Ireland’s Data Protection Commissioner (DPC) has sent Facebook a preliminary order to stop transferring data from the European Union (EU) to the US, signalling a potential crackdown on big tech companies’ data sharing practices.
The suspension order was sent to Facebook in late August, according to a report in the Wall Street Journal, which now has until the end of September to contest a provisional ruling that Standard Contractual Clauses (SCCs) cannot be used as the mechanism for EU-US data sharing.
If it fails to comply with the order, the DPC has the power to fine Facebook up to 4% of its annual revenue, or $2.8bn, under the General Data Protection Regulation (GDPR).
The order follows a landmark ruling by the European Court of Justice (ECJ) in July to strike down Privacy Shield, the EU-US data sharing agreement, which the court said failed to ensure European citizens adequate right of redress when data is collected by the US National Security Agency (NSA) and other US intelligence services.
The ruling also cast doubt on the legality of using SCCs as the basis for international data transfers, finding that although they were legally valid, companies still have a responsibility to ensure those they shared the data with granted privacy protections equivalent to those contained in EU law.
Nick Clegg, Facebook’s vice-president of global affairs and communications and the former deputy prime minister of the UK, confirmed Facebook is in receipt of the DPC order in a blog post.
“The Irish Data Protection Commission has commenced an inquiry into Facebook controlled EU-US data transfers, and has suggested that SCCs cannot in practice be used for EU-US data transfers,” he wrote.
“While this approach is subject to further process, if followed, it could have a far reaching effect on businesses that rely on SCCs and on the online services many people and businesses rely on.”
He added: “A lack of safe, secure and legal international data transfers would damage the economy and hamper the growth of data-driven businesses in the EU…the impact would be felt by businesses large and small, across multiple sectors.”
Clegg went on to claim that if SCCs were annulled, “the effects would reach beyond the business world, and could impact critical public services such as health and education”, including Ireland’s Covid Tracking App.
In a final plea, Clegg urged regulators to adopt a “proportionate and pragmatic approach” to minimise disruption to thousands of business that, “like Facebook, have been relying on these mechanisms in good faith to transfer data in a safe and secure way”.
However, according to Austrian lawyer Max Schrems, who initiated the legal proceedings that led to the ECJ’s landmark decision (colloquially known as Schrems II), his digital rights not-for-profit NOYB was not informed of the DPCs actions, which he now plans to take legal action against.
“The leak about a secret ‘preliminary order’ against Facebook shows that the DPC was trying to run a secret procedure without the complainant.

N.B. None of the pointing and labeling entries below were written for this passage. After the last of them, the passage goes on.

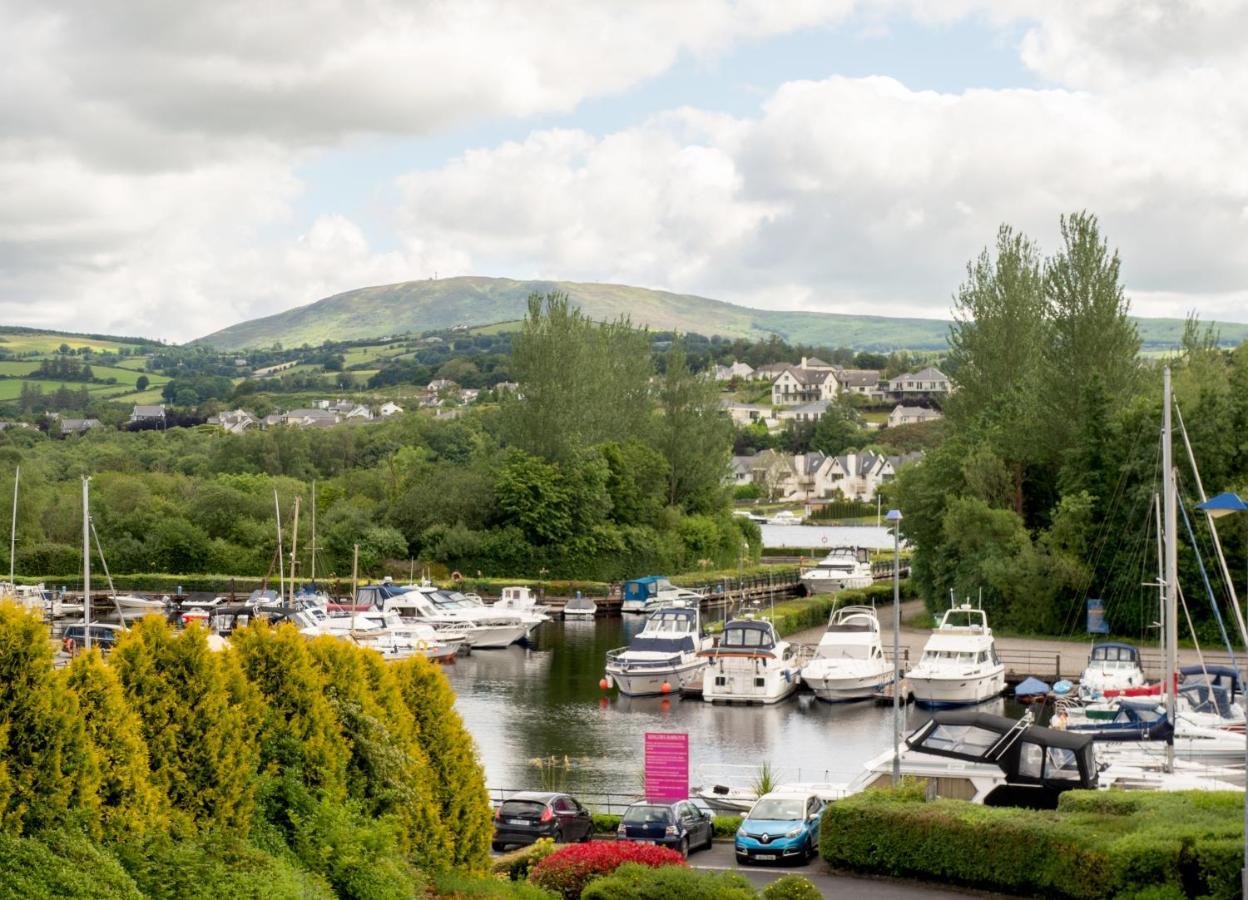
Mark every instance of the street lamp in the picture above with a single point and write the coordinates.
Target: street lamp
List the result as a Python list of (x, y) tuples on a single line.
[(894, 518), (1217, 507)]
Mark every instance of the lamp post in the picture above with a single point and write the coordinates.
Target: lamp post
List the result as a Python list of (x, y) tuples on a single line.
[(894, 517), (1217, 507)]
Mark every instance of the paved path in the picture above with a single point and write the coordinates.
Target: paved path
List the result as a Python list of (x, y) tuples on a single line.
[(721, 858)]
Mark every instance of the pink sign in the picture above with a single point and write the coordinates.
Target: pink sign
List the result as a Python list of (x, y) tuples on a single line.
[(667, 765)]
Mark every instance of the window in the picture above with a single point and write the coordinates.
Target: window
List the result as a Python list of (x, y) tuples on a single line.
[(1061, 764), (969, 740), (1031, 758)]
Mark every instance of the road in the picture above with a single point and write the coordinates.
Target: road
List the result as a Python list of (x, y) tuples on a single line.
[(721, 858)]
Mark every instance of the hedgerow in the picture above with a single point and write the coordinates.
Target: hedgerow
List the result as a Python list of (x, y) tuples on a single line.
[(1095, 844)]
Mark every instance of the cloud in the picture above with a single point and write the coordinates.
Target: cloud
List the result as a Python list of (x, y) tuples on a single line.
[(149, 154)]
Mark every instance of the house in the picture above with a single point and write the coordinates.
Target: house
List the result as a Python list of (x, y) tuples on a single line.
[(235, 422), (911, 415), (147, 416), (736, 370), (798, 385), (927, 381), (806, 412), (79, 426), (744, 413), (310, 418), (862, 381)]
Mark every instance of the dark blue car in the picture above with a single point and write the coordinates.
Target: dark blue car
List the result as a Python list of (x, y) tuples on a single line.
[(675, 825), (783, 826)]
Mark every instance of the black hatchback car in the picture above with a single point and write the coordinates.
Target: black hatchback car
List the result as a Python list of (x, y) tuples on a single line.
[(523, 818), (678, 825)]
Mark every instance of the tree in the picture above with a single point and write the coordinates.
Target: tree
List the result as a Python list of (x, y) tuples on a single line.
[(48, 774), (459, 780), (580, 382), (694, 435), (129, 803)]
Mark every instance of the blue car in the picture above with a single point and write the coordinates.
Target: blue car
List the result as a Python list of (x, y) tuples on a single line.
[(783, 826)]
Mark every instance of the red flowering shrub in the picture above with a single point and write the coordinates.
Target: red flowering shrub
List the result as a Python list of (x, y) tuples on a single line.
[(567, 871)]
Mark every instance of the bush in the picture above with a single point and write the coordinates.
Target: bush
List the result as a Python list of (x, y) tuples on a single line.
[(568, 870), (605, 824), (1095, 844), (633, 881), (791, 888), (517, 864)]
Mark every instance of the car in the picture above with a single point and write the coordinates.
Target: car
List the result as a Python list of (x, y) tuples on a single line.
[(522, 818), (679, 825), (780, 826)]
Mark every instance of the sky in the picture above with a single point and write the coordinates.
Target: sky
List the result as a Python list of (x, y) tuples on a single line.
[(171, 169)]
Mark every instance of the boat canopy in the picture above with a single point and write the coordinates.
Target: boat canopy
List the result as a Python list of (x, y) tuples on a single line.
[(748, 634), (1026, 753), (1115, 652)]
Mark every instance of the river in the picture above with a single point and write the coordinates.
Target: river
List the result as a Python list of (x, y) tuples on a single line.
[(543, 700)]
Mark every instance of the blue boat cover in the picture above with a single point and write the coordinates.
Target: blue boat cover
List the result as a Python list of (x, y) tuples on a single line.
[(1030, 687)]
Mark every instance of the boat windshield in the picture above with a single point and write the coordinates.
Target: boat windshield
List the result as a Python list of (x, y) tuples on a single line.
[(778, 810)]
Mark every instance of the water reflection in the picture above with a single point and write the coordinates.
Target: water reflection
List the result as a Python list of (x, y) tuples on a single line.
[(543, 700)]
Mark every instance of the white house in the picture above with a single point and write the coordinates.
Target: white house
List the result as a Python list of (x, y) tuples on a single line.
[(929, 380), (798, 385), (911, 415), (862, 381), (806, 412)]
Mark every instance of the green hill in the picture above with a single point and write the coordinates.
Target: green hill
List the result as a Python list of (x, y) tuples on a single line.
[(418, 306)]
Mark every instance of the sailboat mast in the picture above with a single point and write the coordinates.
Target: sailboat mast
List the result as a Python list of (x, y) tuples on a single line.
[(1170, 511), (13, 532), (313, 533), (295, 543), (86, 563)]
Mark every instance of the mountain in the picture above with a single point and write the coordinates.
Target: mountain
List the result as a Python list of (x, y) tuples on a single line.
[(417, 306)]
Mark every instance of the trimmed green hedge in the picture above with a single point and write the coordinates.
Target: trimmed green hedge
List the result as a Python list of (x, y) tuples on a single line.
[(1096, 844)]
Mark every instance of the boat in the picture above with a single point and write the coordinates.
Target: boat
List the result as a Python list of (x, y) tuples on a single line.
[(785, 517), (654, 592), (452, 617), (849, 663), (960, 663), (750, 664), (663, 657), (580, 608), (1112, 667), (1001, 762), (522, 601), (845, 568), (1031, 690)]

While such an order should have been issued in 2013, we are very concerned that the DPC is again only embarking on a limited investigation that will not fully determine all aspects of the case,” he said.
“We will therefore take the appropriate legal action in Ireland to ensure that the rights of users are fully upheld – no matter which legal basis Facebook claims. After seven years, all cards have to be put on the table.”
In late July 2020, Schrems’s lawyers wrote to the Irish data protection commissioner Helen Dixon to demand that she set out a clear timetable for the regulator to make a decision on the legality of Facebook Ireland’s transfer of EU citizens’ data to Facebook in the US. Schrems added that the commissioner had failed to act on his complaint for seven years.
NOYB said on its website that it has now informed the DPC of its plans to file an interlocutory injunction over its decision to conduct a second investigation, which “is strictly limited to Facebook’s use of SCC”, on the basis that pausing Schrems’s ongoing complaints procedure breaches a 2015 order from the Irish High Court.
“This limited case by the DPC is especially interesting, as Facebook has indicated in a letter from 19 August 2020 that (after the end of Safe Harbor, Privacy Shield and the SCCs) it is now relying on a fourth legal basis for data transfers: the alleged ‘necessity’ to outsource processing to the US under the contract with its users,” it said.
“This means that any ‘preliminary order’ or ‘second investigation’ by the DPC on the SCCs alone will, in fact, not stop Facebook from arguing that its EU-US data transfers continue to be legal. In practice Article 49(1)(b) GDPR may be an appropriate legal basis for very limited data transfers (e.g. when an EU user is sending an message to a US user), but cannot be used to outsource all data processing to the US.”
Schrems claimed that Facebook wants the DPC to focus solely on SCCs because it only represents a “slice of the problem”.
“Facebook seems to want the DPC to only focus on the SCCs as well, so that they can just pull out the next legal basis at the end of this procedure,” he said.
“This legal edition of ‘whac-a-mole’ has been ongoing for seven years now. I suspect that the alleged preliminary order against Facebook is another useless step that will not solve the issue fully.”
When approached about the legal action by Computer Weekly, the DPC said it would not be commenting at this time.